Why has Aberdeen's big-game record improved?
Big games have rarely ended well for Aberdeen in recent times.
Be it cup finals against Celtic, league games against both sides of the Old Firm, or apparently winnable cup ties against the likes of Motherwell and St Johnstone.
However, the Pittodrie side's 2-0 Scottish Cup quarter-final replay win at Ibrox on Tuesday was a third success against Rangers for Derek McInnes' men this season.
They have not managed three wins in a campaign against Rangers since their last title triumph in 1984-85. So what has changed this term?
Winning at Celtic Park on the final day of last season not only secured second place in the Scottish Premiership, but also ended a 10-game losing streak against the champions and heralded a first win of the season against the Old Firm.

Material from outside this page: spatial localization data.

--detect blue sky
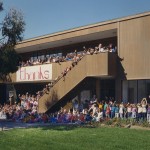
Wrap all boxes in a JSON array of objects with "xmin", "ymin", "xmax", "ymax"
[{"xmin": 1, "ymin": 0, "xmax": 150, "ymax": 39}]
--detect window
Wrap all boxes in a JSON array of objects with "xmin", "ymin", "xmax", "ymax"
[{"xmin": 122, "ymin": 80, "xmax": 150, "ymax": 103}]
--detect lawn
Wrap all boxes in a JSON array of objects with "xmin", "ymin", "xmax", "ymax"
[{"xmin": 0, "ymin": 125, "xmax": 150, "ymax": 150}]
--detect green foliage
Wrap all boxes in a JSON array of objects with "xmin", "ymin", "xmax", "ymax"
[
  {"xmin": 2, "ymin": 8, "xmax": 25, "ymax": 45},
  {"xmin": 117, "ymin": 118, "xmax": 131, "ymax": 125},
  {"xmin": 141, "ymin": 121, "xmax": 150, "ymax": 128},
  {"xmin": 112, "ymin": 117, "xmax": 118, "ymax": 122},
  {"xmin": 104, "ymin": 119, "xmax": 113, "ymax": 125},
  {"xmin": 0, "ymin": 1, "xmax": 3, "ymax": 11},
  {"xmin": 0, "ymin": 45, "xmax": 20, "ymax": 75},
  {"xmin": 0, "ymin": 2, "xmax": 25, "ymax": 76},
  {"xmin": 130, "ymin": 118, "xmax": 138, "ymax": 126},
  {"xmin": 114, "ymin": 119, "xmax": 123, "ymax": 127}
]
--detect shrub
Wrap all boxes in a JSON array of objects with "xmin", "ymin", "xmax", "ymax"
[
  {"xmin": 104, "ymin": 119, "xmax": 113, "ymax": 126},
  {"xmin": 141, "ymin": 121, "xmax": 150, "ymax": 128}
]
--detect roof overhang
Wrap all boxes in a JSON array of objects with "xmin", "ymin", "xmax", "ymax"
[
  {"xmin": 15, "ymin": 11, "xmax": 150, "ymax": 54},
  {"xmin": 16, "ymin": 29, "xmax": 117, "ymax": 53}
]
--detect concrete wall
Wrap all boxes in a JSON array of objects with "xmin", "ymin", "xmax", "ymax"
[{"xmin": 119, "ymin": 15, "xmax": 150, "ymax": 80}]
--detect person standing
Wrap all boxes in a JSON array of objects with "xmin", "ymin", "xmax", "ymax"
[
  {"xmin": 147, "ymin": 104, "xmax": 150, "ymax": 123},
  {"xmin": 119, "ymin": 103, "xmax": 124, "ymax": 119}
]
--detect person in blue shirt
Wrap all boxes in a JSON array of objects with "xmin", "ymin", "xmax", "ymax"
[{"xmin": 111, "ymin": 103, "xmax": 115, "ymax": 118}]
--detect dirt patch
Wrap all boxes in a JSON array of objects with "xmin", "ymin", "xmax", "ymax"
[{"xmin": 130, "ymin": 125, "xmax": 150, "ymax": 130}]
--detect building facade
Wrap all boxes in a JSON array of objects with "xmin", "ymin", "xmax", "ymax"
[{"xmin": 0, "ymin": 12, "xmax": 150, "ymax": 113}]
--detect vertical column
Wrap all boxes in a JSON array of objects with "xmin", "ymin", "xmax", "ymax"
[
  {"xmin": 115, "ymin": 78, "xmax": 122, "ymax": 103},
  {"xmin": 0, "ymin": 84, "xmax": 6, "ymax": 104},
  {"xmin": 6, "ymin": 84, "xmax": 17, "ymax": 105},
  {"xmin": 117, "ymin": 22, "xmax": 120, "ymax": 56},
  {"xmin": 96, "ymin": 78, "xmax": 100, "ymax": 101}
]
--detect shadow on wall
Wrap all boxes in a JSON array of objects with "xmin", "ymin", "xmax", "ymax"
[
  {"xmin": 117, "ymin": 55, "xmax": 127, "ymax": 80},
  {"xmin": 45, "ymin": 89, "xmax": 59, "ymax": 111}
]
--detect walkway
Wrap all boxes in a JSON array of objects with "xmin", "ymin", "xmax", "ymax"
[{"xmin": 0, "ymin": 121, "xmax": 54, "ymax": 131}]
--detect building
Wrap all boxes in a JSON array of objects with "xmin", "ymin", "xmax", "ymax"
[{"xmin": 0, "ymin": 11, "xmax": 150, "ymax": 113}]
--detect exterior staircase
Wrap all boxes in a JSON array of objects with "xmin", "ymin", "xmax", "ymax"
[{"xmin": 38, "ymin": 52, "xmax": 117, "ymax": 113}]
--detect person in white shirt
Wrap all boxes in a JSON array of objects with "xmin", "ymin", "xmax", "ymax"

Since then, Aberdeen's win ratio against Celtic and Rangers has improved staggeringly from 13% last term to 30% in all competitions since August.
However, those gains have only come against one of those two Glasgow teams. Aberdeen's record in four games against Celtic this campaign is worse than in the same number of games last season, with McInnes' men claiming just one draw after their campaign-defining win last term.

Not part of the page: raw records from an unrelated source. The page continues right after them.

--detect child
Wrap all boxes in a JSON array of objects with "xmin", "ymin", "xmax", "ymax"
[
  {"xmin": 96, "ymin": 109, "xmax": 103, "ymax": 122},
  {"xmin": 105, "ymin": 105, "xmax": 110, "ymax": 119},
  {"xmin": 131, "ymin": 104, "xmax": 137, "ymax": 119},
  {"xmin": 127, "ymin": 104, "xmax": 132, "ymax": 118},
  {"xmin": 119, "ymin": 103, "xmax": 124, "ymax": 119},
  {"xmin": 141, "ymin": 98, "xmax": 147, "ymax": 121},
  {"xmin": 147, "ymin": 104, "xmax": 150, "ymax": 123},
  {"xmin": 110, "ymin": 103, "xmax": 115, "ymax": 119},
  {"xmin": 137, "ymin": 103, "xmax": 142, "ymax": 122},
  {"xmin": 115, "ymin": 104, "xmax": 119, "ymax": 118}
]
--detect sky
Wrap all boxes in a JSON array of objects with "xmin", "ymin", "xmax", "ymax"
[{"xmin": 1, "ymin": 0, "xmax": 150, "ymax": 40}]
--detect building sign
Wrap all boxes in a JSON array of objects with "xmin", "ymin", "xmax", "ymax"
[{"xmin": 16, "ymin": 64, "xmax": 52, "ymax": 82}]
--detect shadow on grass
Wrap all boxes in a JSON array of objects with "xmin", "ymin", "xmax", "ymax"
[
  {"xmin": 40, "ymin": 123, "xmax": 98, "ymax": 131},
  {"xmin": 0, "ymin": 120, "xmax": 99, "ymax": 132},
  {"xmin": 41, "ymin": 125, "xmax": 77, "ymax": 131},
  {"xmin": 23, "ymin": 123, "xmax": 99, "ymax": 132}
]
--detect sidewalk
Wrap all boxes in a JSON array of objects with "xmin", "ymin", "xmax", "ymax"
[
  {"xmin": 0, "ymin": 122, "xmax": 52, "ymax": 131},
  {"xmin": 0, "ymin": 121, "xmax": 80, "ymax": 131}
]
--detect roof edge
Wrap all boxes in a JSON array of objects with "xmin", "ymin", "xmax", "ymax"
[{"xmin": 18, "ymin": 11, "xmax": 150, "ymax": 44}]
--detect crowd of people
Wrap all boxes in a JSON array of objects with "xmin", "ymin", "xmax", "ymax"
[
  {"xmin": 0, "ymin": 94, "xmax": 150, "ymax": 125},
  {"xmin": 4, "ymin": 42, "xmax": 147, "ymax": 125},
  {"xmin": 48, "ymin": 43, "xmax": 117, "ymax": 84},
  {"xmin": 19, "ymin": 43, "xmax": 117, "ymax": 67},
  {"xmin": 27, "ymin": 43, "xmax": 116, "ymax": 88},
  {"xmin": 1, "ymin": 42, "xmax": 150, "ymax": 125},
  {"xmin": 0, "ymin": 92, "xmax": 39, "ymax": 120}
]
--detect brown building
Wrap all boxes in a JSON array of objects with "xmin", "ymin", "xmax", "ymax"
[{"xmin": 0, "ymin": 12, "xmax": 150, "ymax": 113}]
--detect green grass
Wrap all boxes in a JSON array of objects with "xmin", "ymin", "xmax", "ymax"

Against Rangers, though, there have unquestionably been huge gains. Last season, Aberdeen lost three of their four meetings; this time, they have won three of six and lost just once.

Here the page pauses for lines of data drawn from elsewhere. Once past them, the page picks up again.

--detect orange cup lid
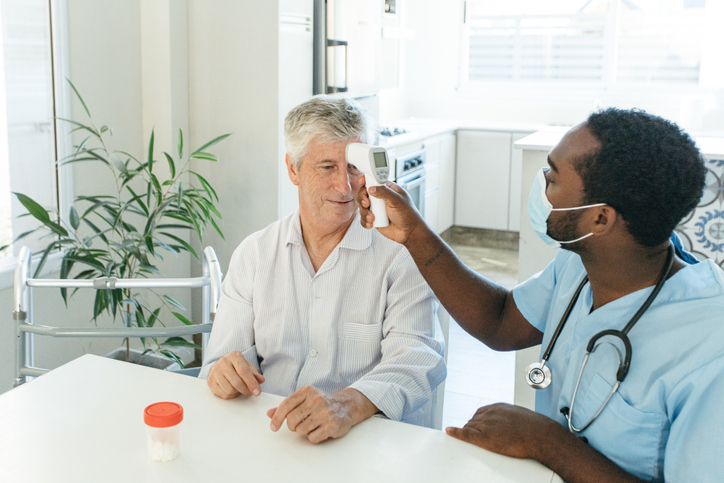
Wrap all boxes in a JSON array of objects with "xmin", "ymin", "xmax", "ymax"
[{"xmin": 144, "ymin": 402, "xmax": 183, "ymax": 428}]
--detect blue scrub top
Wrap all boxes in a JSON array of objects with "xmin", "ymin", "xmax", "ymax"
[{"xmin": 513, "ymin": 250, "xmax": 724, "ymax": 482}]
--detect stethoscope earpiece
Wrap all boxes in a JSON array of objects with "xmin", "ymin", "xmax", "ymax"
[{"xmin": 525, "ymin": 361, "xmax": 552, "ymax": 389}]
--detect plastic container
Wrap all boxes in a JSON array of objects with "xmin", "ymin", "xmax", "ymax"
[{"xmin": 144, "ymin": 402, "xmax": 183, "ymax": 462}]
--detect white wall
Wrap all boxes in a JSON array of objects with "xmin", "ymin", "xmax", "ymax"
[{"xmin": 187, "ymin": 0, "xmax": 281, "ymax": 275}]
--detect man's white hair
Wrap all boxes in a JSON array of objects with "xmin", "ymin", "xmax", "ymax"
[{"xmin": 284, "ymin": 95, "xmax": 378, "ymax": 169}]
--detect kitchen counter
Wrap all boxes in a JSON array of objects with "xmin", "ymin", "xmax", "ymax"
[
  {"xmin": 379, "ymin": 119, "xmax": 551, "ymax": 149},
  {"xmin": 515, "ymin": 128, "xmax": 724, "ymax": 158}
]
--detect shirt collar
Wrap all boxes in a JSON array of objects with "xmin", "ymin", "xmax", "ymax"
[{"xmin": 285, "ymin": 210, "xmax": 371, "ymax": 251}]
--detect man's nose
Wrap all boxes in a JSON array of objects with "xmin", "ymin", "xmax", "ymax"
[{"xmin": 334, "ymin": 168, "xmax": 352, "ymax": 195}]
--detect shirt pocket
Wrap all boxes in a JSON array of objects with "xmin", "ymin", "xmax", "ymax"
[
  {"xmin": 575, "ymin": 373, "xmax": 665, "ymax": 481},
  {"xmin": 340, "ymin": 322, "xmax": 383, "ymax": 384}
]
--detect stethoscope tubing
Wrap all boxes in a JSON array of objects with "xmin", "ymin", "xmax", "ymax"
[{"xmin": 530, "ymin": 244, "xmax": 676, "ymax": 432}]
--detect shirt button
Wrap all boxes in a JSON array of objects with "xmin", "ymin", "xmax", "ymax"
[{"xmin": 309, "ymin": 349, "xmax": 318, "ymax": 358}]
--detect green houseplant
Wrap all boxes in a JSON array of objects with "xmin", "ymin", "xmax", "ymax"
[{"xmin": 3, "ymin": 81, "xmax": 229, "ymax": 367}]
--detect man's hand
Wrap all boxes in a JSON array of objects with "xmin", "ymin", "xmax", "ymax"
[
  {"xmin": 207, "ymin": 351, "xmax": 265, "ymax": 399},
  {"xmin": 267, "ymin": 387, "xmax": 378, "ymax": 444},
  {"xmin": 357, "ymin": 178, "xmax": 425, "ymax": 245},
  {"xmin": 445, "ymin": 403, "xmax": 552, "ymax": 460}
]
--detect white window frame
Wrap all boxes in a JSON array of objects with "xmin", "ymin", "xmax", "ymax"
[
  {"xmin": 456, "ymin": 0, "xmax": 723, "ymax": 104},
  {"xmin": 0, "ymin": 0, "xmax": 73, "ymax": 290}
]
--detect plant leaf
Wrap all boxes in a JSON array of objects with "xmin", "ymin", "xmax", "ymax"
[
  {"xmin": 162, "ymin": 337, "xmax": 201, "ymax": 350},
  {"xmin": 163, "ymin": 295, "xmax": 186, "ymax": 311},
  {"xmin": 178, "ymin": 129, "xmax": 183, "ymax": 159},
  {"xmin": 66, "ymin": 78, "xmax": 91, "ymax": 119},
  {"xmin": 191, "ymin": 133, "xmax": 231, "ymax": 155},
  {"xmin": 147, "ymin": 129, "xmax": 155, "ymax": 173},
  {"xmin": 160, "ymin": 232, "xmax": 198, "ymax": 259},
  {"xmin": 69, "ymin": 206, "xmax": 80, "ymax": 230},
  {"xmin": 14, "ymin": 193, "xmax": 51, "ymax": 224},
  {"xmin": 190, "ymin": 171, "xmax": 219, "ymax": 202},
  {"xmin": 164, "ymin": 152, "xmax": 176, "ymax": 178},
  {"xmin": 33, "ymin": 242, "xmax": 58, "ymax": 278},
  {"xmin": 82, "ymin": 219, "xmax": 110, "ymax": 244},
  {"xmin": 171, "ymin": 312, "xmax": 192, "ymax": 325},
  {"xmin": 148, "ymin": 307, "xmax": 161, "ymax": 328},
  {"xmin": 190, "ymin": 152, "xmax": 218, "ymax": 162},
  {"xmin": 159, "ymin": 349, "xmax": 185, "ymax": 369}
]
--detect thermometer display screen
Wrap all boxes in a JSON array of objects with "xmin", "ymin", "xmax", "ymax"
[{"xmin": 373, "ymin": 151, "xmax": 388, "ymax": 168}]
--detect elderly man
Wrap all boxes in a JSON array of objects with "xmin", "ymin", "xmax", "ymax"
[
  {"xmin": 199, "ymin": 95, "xmax": 445, "ymax": 443},
  {"xmin": 359, "ymin": 108, "xmax": 724, "ymax": 481}
]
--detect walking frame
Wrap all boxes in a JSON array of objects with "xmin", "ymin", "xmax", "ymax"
[{"xmin": 11, "ymin": 245, "xmax": 222, "ymax": 387}]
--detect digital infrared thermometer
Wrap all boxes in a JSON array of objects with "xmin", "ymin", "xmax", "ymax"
[{"xmin": 346, "ymin": 143, "xmax": 390, "ymax": 228}]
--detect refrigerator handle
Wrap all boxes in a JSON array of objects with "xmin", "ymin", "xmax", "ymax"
[{"xmin": 326, "ymin": 39, "xmax": 348, "ymax": 93}]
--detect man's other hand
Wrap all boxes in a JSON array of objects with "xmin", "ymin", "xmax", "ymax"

However, the Ibrox side are currently eight points clear in the Premiership with nine games to play, so a fifth consecutive second-place finish looks unlikely for the Pittodrie men.
Less defensive, but more resolute
Perhaps the most obvious reason for Aberdeen's improved record is that they have been more resolute in these games than before.
Previously, they concentrated on trying to stop the opposition, with McInnes cluttering his XI with defenders. That strategy met with limited success. But this term, Aberdeen have adopted a more attacking approach and that, curiously, has improved their defensive record against the Old Firm.
For example, Brendan Rodgers' Celtic averaged two goals per game against Aberdeen last season. And, even though results have not improved, that figure has dropped to 1.5.
Similarly, Aberdeen conceded an average of two goals every time they faced Rangers last season. This term, its down to just one goal per game. Couple that with their goals scored per game jumping from 0.5 to 1.3 per game, and the reason for the improvement in results becomes clear.
'It's a huge statement' - pundits on Aberdeen's win
Former Rangers striker Steven Thompson on Sportscene
Absolutely deserved winners. Back-to-back clean sheets against the Old Firm teams. For me, their organisation, their desire, their professionalism to carry out their individual roles that Derek McInnes had set them within the team was so impressive. Aberdeen had three Scottish teenagers in their starting line-up. It's sometimes easy to forget that Lewis Ferguson is still 19.
Scotland assistant coach James McFadden on Sportscene
It's a huge statement when you consider that Gary Mackay-Steven, Sam Cosgrove and Shay Logan are missing. Mackay-Steven and Cosgrove have been in excellent form. To bring in three youngsters in their place really sends a massive statement out. Because not only are they in the semi-final but they're also pushing for a second place as well. So psychologically it's a huge blow to Rangers.